At an auction yesterday of foreclosed homes, a Queen Village rowhouse valued at $525,000 went for $185,000; a $495,000 duplex in Brooklyn, N.Y., went for $140,000; and a stately five-bedroom stone house in Bucks County, valued at more than a million dollars, sold for $495,000.

Crowding the hectic and hurried event in Valley Forge were twentysomethings accompanied by their parents, and young couples herding toddlers - many hoping to grab a piece of the homeownership dream at half price. Others said they hoped to rent out the properties or sell at a profit.

With an explosion of foreclosures, this was a banner year for the firm running the auction - REDC, or Real Estate Disposition Corp. Its auctions skyrocketed from about 100 in 2007 to 303 this year, auction staff manager Shannon Wilkes said.

According to its publicist, REDC sold a record 25,500 foreclosed homes this year for a total of $2.9 billion.
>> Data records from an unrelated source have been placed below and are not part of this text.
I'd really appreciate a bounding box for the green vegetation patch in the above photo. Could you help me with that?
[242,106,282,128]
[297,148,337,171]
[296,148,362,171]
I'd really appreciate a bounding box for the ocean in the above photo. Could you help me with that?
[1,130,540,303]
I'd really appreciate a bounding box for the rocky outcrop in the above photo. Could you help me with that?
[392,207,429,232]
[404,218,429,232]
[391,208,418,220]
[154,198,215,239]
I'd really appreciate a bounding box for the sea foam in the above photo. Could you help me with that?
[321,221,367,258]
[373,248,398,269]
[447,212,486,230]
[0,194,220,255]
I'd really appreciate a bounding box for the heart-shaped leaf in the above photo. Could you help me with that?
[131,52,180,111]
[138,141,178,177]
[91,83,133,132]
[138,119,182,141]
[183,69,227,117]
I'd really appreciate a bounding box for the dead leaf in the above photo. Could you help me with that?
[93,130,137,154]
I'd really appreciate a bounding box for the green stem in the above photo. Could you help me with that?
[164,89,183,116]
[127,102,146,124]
For each house, the company charges buyers a 5 percent fee.

The bulk of the foreclosures were in Florida, California, Phoenix and Las Vegas, Wilkes said. Philadelphia's real estate bubble never expanded to quite the spectacular proportions it did elsewhere.

Despite frigid weather, more than 300 people converged for the event at the Valley Forge Convention Center, competing for scarce parking spaces with a hugely popular gun show.
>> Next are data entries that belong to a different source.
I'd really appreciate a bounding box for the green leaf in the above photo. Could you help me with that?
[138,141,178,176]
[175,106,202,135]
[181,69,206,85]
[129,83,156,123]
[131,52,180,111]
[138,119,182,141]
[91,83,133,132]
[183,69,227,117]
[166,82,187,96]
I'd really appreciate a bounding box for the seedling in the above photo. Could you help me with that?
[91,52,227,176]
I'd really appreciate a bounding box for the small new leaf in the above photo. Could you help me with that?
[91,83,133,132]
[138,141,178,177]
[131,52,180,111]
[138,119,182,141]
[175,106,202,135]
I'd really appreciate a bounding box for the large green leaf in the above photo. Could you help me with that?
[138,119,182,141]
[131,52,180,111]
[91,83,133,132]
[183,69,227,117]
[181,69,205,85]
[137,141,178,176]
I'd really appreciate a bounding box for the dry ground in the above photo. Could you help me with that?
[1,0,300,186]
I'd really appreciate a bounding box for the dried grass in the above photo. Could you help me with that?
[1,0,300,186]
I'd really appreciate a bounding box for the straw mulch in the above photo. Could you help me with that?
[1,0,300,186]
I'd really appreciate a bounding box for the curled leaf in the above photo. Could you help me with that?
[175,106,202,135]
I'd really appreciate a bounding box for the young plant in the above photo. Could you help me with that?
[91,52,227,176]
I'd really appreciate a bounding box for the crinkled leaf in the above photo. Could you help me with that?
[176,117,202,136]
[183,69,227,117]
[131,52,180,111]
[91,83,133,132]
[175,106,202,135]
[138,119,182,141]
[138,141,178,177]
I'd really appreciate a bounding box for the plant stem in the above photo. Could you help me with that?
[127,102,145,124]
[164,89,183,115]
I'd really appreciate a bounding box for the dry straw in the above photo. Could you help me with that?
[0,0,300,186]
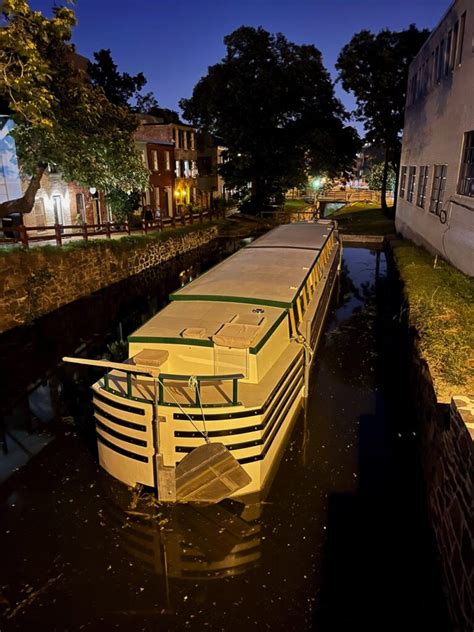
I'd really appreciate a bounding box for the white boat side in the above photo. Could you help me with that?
[90,220,342,501]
More than 100 properties were on the block, with each sale taking just a minute or two. In a machine-gun staccato, the auctioneer called out the bids as pictures of the foreclosed homes appeared on a screen.

Bidders flashed cards as three tuxedo-clad assistants scanning the room noted their bids, keeping up the energy and sense of urgency as they clapped and offered the occasional cheer for the highest offers.

The auctioneer sometimes called out "sold" and sometimes "sold upon approval by seller." Those who needed approval might still be turned down by the banks selling the houses, Wilkes said. Buyers would know within 15 days.

The houses would not be sold if the maximum bid didn't rise past a reserve value, she said, which was higher than the posted opening bids. But about halfway through the action, she said she expected 85 percent of the houses to be sold.

The auctioneer paused for just a second as a grand-looking stone house flashed on the screen. In Landenberg, Chester County, it had five bedrooms and 7,000 square feet of living space. It had been assessed at $1.2 million. The bidding started at $299,000, but within seconds shot above $400,000.

"Four hundred sixty-five, four hundred seventy-five thousand dollars . . . da da da deal. . . . Four hundred and eighty-five," the auctioneer called out.

The bidding happened so fast that it was impossible to tell who was making the offers. "Four hundred ninety thousand dollars. Do we have five hundred? Five hundred? Sold" - for $495,000.

The young couple with the winning bid, looking slightly nervous and surprised, got up from their chairs.

"Right on the spot, we just spent a half-million dollars," said Herb Van Deusen, an engineer from Newark, Del. But it was no impulse purchase.

He and his wife, Nona, who runs an upscale fashion Web site, had been trying to buy this house through a real estate agent, but their $575,000 offer had been turned down.

The couple have toured the spacious interior and thought it would be a nice fit for their family, with a 2-year-old daughter and 8-month-old twins.

Herb Van Deusen said that the house hadn't been lived in for several years and that black mold was growing in the closets. They had gotten an estimate of $8,000 for mold removal.

Many of the properties were in New Jersey or New York. Accountant Zoila Quezade, 25, drove from Queens, N.Y., with her parents to bid on a duplex in Brooklyn originally valued at $495,000. She got it for $140,000 and said she planned to live in half and rent the other out.

Another couple came with their 26-year-old son to bid on a Queen Village townhouse originally valued at $525,000. They bid $185,000 and won. The mother said they had toured the house and liked it, but had been told that there were code violations of some kind; she wasn't sure what. About an hour later, after filling out paperwork, the family members sounded much less enthusiastic, requesting that their names not be used in this article. "We're not even sure we're getting this place," the mother said.

When contacted later in the afternoon, Herb Van Deusen had no buyer's remorse about his $495,000 purchase of the Bucks County house. He had told his real estate agent about his winning bid. "He sounded rather shocked that the deal went through," Van Deusen said.

Even with the mold problem and the 5 percent fee, they saved thousands of dollars. "We feel pretty good about the whole thing at the end."